Сидя на кроватях, мы писали письма. Мы были ожесточены, но трусливо молчали. Доверить свои мысли было некому. Ведь только Пэрди знакомил нас с людьми, а все эти люди были похожи друг на друга и высказывали одни и те же мысли. К чему волноваться? — думал я. Они просто привыкли так говорить. Они не вкладывают в свои слова никакого смысла.
Но избавиться от этого было невозможно. Это была не та Африка, к которой мы стремились. Здесь ничего нельзя было понять с первого взгляда, привычные представления менялись.
Нас сбивала с толку и заставляла молчать ограниченность и наивность нашего хозяина. Он высказывал свои полные предрассудков взгляды как нечто само собой разумеющееся — ведь все окружающие разделяли их.
Часто люди поддаются искушению разбить чужие представления откровенным высказыванием своего мнения, а мы, наоборот, встречали его бьющую через край откровенность уклончивыми ответами. Все, что он говорил, он произносил таким авторитетным тоном, что нам не приходило в голову начинать дискуссию.
Вскоре мы нашли оружие и научились обороняться, но в первые дни наша неопытность была слишком велика. Мы поняли, что в Африке в споре с белыми нельзя прибегать к таким доводам, как интуиция, чувство, принципы. Все это не имело для них ровно никакого значения. Опыт — единственное, чем вы имели право обосновывать свою точку зрения, опыт же приобретается только со временем.
— Вы сами увидите, когда будете уезжать отсюда через год… Хотя тогда вы, пожалуй, захотите остаться здесь. Все будет совершенно иначе. Вы поймете, сколько предвзятых мнений было у вас.
Так сказала одна дама, которая пришла однажды утром, чтобы уговорить Салли Пэрди принять участие в благотворительном базаре. Выручка от базара предназначалась для подарков храбрым сынам, сражавшимся в горах Ньясаленда.
Мистер Пэрди взял меня с собой на ленч в клуб Гранд-отеля. Там я предполагал завязать нужные знакомства. Наше положение на ферме было двусмысленным. Мы пользовались гостеприимством хозяев, а оставаясь вдвоем, обсуждали вопрос, как долго сможем выносить жизнь на ферме. Воздух в саваннах, казалось, был сжат как внутри футбольной камеры. Нам нужна была рекомендация от кого-нибудь из сильных мира сего к агенту по продаже недвижимого имущества Солсбери.
Пожалуй, ни в одной африканской деревне я не чувствовал себя в большем одиночестве, чем в этом светлом зале с колоннами. Обычно я легко приспосабливаюсь к обществу, но представленный мистером Пэрди как человек, приехавший в Федерацию не ради асбеста или кукурузы, а ради приобретения знаний, я почувствовал себя неуверенно.

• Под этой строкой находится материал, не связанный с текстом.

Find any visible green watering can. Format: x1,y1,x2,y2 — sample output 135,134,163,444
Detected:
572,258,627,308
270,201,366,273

Я поздоровался с президентом клуба, выпил с ним. Президент начал представлять меня окружающим. Мистер Вестберг — мистер Фокс, мистер Вестберг — мистер Редберн, мистер Лоулер, мистер Хогард, мистер Вестберг — мистер Фокс… Народу было много, я совершенно запутался и в конце концов протянул руку президенту, с которым уже был знаком, и отрекомендовался: Вестберг.
В клубе собрались крупные дельцы Солсбери и служащие министерств. Мужчина, предложивший мне на аэродроме звать его Томом, спросил меня, как я поживаю.
В Родезии всегда все превосходно, и я ответил, что чувствую себя как нельзя лучше. Том рассмеялся — он так и думал!
Директор страхового общества спросил меня:
— Вы заметили какие-нибудь признаки чрезвычайного положения? Видели ли вы хоть одного солдата в Солсбери? Мои родственники пишут тревожные письма. Я отвечаю им, что у нас никогда не было так хорошо.
Объявление чрезвычайного положения — мальчишество, авантюра. Правда, газеты и политические деятели думают иначе, но многие из тех, с кем мы говорили, уверены, что молодая страна разыгрывает сейчас свой самый грандиозный спектакль. Сэру Рою Беленскому, премьер-министру Федерации, с улыбкой отводят в этом спектакле роль первого национального героя после Сесиля Родса. Прямодушный шахтовладелец из области Шабани хлопнул меня по спине:
— A-а, вы пишете! Передайте, что здесь все спокойно. Нельзя чувствовать себя в большей безопасности даже в запертом гардеробе.
Его смех прозвучал бы загадочно, если бы не был таким громким.